2. Pour marinade in plastic zip lock bag, and drop pork in it. Shake to coat evenly. Allow it to rest for 1-2 hours.
3. For soup, cut the tail and head of squash. Peel and remove the seeds. Then, cut it into bite size pieces.
4. In a roasting tray, put squash, and sprinkle salt and pepper on top. Pour olive oil and toss to coat evenly.
5. Preheat oven to 400 degree F.
6. In a hot pan sear the meat, and transfer it to a roasting tray.
7. Pour remaining marinade over the top of pork. Pop it in oven and cook until the pork reaches an internal temperature of 155 degree F. Remove from oven and set aside.
8. For soup, pop the roasting pan with squash in oven for 50 minutes.
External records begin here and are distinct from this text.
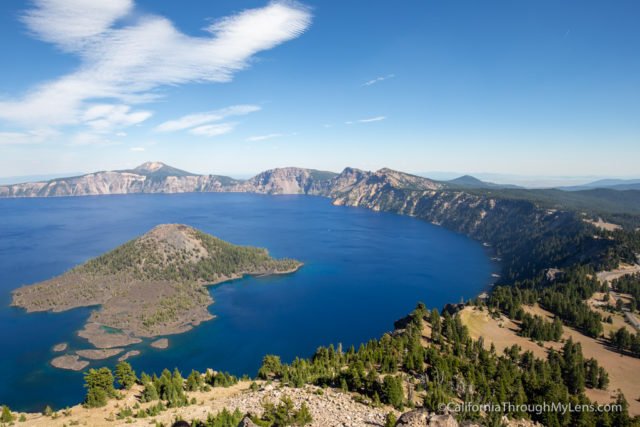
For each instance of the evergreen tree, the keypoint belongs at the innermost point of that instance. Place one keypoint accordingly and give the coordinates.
(99, 385)
(125, 375)
(6, 416)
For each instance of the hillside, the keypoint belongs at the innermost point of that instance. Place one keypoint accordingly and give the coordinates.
(530, 230)
(152, 285)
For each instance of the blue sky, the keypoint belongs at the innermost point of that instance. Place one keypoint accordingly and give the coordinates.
(234, 87)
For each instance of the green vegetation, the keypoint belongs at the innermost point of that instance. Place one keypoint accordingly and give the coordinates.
(452, 367)
(144, 259)
(629, 284)
(625, 342)
(99, 385)
(125, 375)
(6, 416)
(223, 418)
(284, 414)
(539, 329)
(564, 297)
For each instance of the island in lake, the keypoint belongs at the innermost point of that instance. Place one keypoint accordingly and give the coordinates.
(151, 286)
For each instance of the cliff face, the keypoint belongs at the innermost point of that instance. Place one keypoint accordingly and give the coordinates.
(155, 177)
(289, 181)
(527, 237)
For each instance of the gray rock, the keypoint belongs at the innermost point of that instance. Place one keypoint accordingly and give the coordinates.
(246, 422)
(417, 418)
(422, 418)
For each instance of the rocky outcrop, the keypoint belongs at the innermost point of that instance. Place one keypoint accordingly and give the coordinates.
(422, 418)
(516, 228)
(289, 181)
(153, 285)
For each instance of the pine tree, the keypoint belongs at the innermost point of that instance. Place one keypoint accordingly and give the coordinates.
(6, 416)
(125, 375)
(99, 384)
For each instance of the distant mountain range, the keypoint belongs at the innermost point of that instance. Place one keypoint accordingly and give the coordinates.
(468, 181)
(612, 184)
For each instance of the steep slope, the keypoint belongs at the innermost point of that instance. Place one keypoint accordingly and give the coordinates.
(290, 181)
(157, 177)
(153, 285)
(526, 237)
(468, 181)
(150, 177)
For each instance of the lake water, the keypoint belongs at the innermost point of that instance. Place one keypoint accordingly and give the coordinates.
(362, 271)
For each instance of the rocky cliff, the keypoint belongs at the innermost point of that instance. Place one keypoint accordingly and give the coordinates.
(527, 236)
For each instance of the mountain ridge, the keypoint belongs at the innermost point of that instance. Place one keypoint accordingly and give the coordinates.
(511, 221)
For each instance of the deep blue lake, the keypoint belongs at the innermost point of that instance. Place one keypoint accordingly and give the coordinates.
(362, 271)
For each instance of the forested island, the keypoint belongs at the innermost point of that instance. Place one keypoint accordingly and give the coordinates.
(151, 286)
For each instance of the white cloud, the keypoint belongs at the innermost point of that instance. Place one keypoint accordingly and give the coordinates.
(91, 138)
(103, 117)
(369, 120)
(378, 80)
(198, 119)
(264, 137)
(127, 63)
(79, 20)
(213, 130)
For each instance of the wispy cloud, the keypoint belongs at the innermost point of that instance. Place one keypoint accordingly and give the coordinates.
(91, 138)
(264, 137)
(198, 119)
(104, 117)
(125, 62)
(369, 120)
(213, 130)
(30, 137)
(378, 80)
9. Place a pot over medium heat, pour oil, and saute onion it.
10. Sprinkle salt, ground black pepper, stir and allow it to sweat for about 5 minutes.
11. Throw garlic and cook for 2 minutes.
12. Drop roasted squash, mix and cook for 5 minutes to bring the flavor together.
13. Pour chicken stock, bring it to a boil, and then simmer. Blitz, taste and season it with salt and pepper.
14. For Parmesan crisps, spread grated Parmesan cheese on a baking tray, and pop it in oven at 400 degree F until golden brown.
15. Cut pork into slices.
16. Sprinkle coriander, and serve soup with roasted pork and Parmesan crisps.